I was plotting things today and I found a funny peak in the distribution of gene size and I was wondering if any of you have encountered something similar.
This is what I did:
- download iGenomes UCSC hg19
- under Annotation/genes there is a genes.gtf
- take all exons and create bed file with most 3' exon location and most 5' exon location
- plot geneend-genestart from the bed file created at step 3 (image above)
I used log scale since there is a big tail, I wanted to be able to visualize it better. The peak around 2^25 is ~28.5Mb and I do see quite a few genes with that size. I was thinking I might have done step3 wrong but I couldn't find anything wrong w/the code
The code for plotting is as follows
ee = read.table('exons.bed', sep="\t")
hist(log2(ee[,3]-ee[,2]), breaks=1000, main="log length of gene body")

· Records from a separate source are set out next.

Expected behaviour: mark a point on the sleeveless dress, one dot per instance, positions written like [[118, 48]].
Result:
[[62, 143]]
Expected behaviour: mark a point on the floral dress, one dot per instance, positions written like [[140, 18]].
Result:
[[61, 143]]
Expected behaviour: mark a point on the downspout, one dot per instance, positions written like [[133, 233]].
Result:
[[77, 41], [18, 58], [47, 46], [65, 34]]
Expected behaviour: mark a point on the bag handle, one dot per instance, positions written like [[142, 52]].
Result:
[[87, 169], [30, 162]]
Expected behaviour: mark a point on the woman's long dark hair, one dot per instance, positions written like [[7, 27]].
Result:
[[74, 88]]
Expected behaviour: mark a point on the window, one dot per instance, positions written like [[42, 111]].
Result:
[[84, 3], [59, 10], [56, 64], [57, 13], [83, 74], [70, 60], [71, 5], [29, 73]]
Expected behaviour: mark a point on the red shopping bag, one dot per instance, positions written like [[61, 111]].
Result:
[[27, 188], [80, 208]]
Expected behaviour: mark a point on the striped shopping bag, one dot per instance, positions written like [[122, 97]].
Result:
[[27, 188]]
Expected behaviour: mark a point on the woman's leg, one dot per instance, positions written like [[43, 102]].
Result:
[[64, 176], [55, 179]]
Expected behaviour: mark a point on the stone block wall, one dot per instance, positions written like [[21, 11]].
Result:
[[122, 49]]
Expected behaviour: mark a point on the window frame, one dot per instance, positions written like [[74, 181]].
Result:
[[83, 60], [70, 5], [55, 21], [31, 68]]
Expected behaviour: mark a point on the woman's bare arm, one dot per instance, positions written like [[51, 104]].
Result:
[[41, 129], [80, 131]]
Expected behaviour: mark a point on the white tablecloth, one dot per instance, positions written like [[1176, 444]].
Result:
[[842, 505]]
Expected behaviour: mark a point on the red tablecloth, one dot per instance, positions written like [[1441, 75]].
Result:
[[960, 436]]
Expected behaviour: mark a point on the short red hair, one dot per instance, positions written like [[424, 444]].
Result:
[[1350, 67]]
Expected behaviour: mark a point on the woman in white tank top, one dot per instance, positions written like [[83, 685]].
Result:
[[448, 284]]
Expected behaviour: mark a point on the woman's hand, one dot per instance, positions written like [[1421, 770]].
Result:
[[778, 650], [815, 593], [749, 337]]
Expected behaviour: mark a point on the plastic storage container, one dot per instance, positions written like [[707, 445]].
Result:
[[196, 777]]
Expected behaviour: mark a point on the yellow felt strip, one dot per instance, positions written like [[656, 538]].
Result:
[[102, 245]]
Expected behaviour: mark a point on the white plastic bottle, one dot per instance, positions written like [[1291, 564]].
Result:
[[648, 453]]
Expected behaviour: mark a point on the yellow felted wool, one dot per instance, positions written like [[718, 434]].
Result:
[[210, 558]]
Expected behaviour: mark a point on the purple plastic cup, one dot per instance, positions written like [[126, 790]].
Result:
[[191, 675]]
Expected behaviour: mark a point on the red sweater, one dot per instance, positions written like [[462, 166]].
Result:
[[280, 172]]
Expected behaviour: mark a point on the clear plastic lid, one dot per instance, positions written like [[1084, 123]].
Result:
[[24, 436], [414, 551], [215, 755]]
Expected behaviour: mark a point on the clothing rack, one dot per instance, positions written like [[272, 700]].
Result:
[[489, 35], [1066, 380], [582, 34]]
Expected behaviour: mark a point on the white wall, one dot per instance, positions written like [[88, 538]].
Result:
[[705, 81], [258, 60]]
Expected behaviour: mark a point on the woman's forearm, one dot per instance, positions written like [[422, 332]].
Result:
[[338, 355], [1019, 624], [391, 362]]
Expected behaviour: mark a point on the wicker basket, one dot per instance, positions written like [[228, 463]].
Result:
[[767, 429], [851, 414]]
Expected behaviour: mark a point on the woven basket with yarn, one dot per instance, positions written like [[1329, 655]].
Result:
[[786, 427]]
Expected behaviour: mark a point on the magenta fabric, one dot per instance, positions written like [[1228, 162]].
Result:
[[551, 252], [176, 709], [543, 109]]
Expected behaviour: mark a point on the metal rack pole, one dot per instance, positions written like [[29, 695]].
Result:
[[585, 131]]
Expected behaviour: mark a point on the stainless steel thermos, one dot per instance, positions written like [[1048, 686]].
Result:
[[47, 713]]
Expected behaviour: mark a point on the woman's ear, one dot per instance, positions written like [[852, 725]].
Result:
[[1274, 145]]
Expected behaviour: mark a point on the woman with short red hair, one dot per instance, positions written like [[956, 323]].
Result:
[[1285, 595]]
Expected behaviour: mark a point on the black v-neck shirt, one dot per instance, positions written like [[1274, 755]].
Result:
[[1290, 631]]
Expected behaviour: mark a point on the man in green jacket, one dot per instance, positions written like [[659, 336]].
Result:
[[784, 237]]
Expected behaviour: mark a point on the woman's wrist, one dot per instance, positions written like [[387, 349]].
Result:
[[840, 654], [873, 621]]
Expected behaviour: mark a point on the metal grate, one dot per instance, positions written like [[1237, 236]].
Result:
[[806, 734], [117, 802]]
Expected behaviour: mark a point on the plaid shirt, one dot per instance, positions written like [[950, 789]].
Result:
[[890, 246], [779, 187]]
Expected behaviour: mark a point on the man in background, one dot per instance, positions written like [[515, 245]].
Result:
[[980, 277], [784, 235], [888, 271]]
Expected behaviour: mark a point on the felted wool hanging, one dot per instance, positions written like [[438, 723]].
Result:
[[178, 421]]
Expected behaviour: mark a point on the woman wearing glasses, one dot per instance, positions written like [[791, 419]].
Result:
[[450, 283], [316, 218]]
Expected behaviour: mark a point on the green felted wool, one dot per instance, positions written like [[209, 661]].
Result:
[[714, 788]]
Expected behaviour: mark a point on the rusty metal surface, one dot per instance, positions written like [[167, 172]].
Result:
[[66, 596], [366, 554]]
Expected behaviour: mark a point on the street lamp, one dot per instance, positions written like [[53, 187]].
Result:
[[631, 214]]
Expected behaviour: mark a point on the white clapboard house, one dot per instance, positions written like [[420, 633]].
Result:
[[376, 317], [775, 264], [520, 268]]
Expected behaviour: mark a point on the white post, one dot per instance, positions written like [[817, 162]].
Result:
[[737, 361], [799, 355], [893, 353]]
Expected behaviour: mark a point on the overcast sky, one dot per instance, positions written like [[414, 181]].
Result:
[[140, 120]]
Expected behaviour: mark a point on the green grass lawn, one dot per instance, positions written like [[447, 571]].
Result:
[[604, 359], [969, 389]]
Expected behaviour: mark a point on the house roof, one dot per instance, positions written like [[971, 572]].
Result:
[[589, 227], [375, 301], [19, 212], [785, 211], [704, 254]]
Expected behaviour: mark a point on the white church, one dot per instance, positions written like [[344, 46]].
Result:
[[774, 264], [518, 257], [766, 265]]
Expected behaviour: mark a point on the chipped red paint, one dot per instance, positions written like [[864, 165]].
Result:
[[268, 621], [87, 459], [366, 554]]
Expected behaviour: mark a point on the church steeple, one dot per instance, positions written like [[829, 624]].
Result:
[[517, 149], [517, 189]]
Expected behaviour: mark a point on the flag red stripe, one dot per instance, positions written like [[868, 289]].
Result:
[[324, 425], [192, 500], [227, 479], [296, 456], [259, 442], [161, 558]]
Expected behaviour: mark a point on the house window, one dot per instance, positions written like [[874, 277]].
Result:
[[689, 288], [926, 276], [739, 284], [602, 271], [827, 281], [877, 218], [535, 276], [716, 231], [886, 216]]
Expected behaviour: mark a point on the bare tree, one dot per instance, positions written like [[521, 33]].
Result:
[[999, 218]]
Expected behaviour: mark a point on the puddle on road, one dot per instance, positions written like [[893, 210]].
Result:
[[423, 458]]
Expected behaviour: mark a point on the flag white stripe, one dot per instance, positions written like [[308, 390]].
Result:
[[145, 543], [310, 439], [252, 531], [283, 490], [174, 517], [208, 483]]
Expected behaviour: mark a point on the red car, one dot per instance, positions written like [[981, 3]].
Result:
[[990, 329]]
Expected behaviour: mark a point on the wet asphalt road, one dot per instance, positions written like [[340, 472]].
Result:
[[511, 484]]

thanks, i need to learn the ucsc tables one of these days.
My problem was that I did not notice that the gtf file from iGenomes included the alternative chromosomes and genes that map to them, thus I was combining exons in genes across different chromosome and that gene_ids are not unique
Out of interest, anyway to represent the x-axis as number of basepairs?
I'm trying to see a distribution of genes and the lengths (measured in base pairs)
If you use base pairs instead of log(base pairs) as x-axis, the plot will be skewed to the right and less informative.